ShorterBetter: Guiding Reasoning Models to Find Optimal Inference Length for Efficient Reasoning

Jingyang Yi, Justin Wang, Sida Li

Published: 17 Jun 2025, Last Modified: 23 Sept 2025OpenReview Archive Direct UploadEveryoneCC BY-SA 4.0

Abstract: Recent models such as OpenAI o1 and DeepSeek-R1 have demonstrated strong performance on reasoning-intensive tasks by generating extended Chain-of-Thought (CoT) traces.
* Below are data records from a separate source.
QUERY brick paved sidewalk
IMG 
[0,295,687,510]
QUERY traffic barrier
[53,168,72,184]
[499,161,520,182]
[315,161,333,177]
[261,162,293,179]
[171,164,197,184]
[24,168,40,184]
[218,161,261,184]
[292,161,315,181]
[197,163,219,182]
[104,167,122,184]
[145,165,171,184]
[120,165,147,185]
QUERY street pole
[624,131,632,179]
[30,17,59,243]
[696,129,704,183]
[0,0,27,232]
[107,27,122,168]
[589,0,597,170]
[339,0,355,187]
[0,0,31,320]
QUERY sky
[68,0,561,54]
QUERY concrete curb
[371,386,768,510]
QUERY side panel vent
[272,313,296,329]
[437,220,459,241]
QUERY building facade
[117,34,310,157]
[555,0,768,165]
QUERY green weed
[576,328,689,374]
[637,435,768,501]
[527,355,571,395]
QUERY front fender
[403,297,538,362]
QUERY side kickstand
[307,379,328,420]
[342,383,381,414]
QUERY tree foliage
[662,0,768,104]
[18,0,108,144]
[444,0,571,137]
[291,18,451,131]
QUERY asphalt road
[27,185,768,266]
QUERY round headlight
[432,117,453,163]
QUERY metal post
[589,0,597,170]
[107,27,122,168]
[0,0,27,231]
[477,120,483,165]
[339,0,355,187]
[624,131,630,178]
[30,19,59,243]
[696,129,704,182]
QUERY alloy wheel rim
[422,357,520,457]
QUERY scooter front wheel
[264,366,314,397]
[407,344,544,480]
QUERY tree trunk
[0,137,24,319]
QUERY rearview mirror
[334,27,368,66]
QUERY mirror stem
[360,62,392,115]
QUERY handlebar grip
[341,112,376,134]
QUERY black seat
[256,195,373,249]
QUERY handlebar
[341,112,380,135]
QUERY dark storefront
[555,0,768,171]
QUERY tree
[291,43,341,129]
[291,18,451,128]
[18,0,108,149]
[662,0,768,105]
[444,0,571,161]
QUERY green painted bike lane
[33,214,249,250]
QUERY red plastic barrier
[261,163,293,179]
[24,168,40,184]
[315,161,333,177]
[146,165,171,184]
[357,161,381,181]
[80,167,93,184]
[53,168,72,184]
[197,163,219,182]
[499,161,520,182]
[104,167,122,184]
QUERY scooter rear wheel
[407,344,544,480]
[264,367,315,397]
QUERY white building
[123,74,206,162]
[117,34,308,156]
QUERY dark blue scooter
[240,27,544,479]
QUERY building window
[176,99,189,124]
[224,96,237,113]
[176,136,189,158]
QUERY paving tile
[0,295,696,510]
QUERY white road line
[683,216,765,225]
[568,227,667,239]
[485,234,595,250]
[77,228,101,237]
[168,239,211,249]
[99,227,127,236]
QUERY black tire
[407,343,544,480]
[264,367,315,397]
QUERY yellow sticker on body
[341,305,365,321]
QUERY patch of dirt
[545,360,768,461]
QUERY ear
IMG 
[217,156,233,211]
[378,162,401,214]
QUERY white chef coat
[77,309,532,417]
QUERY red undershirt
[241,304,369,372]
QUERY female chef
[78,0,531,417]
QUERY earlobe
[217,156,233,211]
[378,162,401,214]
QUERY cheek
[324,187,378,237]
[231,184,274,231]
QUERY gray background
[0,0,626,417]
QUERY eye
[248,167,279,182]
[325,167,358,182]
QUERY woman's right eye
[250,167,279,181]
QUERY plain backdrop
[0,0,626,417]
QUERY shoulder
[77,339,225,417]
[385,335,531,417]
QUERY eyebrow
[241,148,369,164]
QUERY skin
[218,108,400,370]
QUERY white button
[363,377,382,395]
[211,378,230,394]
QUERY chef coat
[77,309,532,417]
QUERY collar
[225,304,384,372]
While longer reasoning helps with thorough exploration of solution paths for complex problems, it also often leads to inefficient and redundant outputs—a phenomenon commonly described as _overthinking_. In this paper, we propose **ShorterBetter**, a simple yet effective reinforcement learning method that enables reasoning models to learn their own optimal CoT lengths without manual supervision. We define the _Sample Optimal Length_ (SOL) as the length of the shortest correct response among multiple generations, which serves as a dynamic reward signal to guide the model toward efficient reasoning. Applied to DeepSeek-Distill-Qwen-1.5B/7B as base models, **ShorterBetter** achieves 50%-80% reduction in output lengths in both in-domain and out-of-domain reasoning tasks while maintaining accuracy. Our reasoning trace analysis shows that refines the structure of the reasoning traces by reducing unnecessary repetition, excessive self-verification, and over-exploration of alternatives.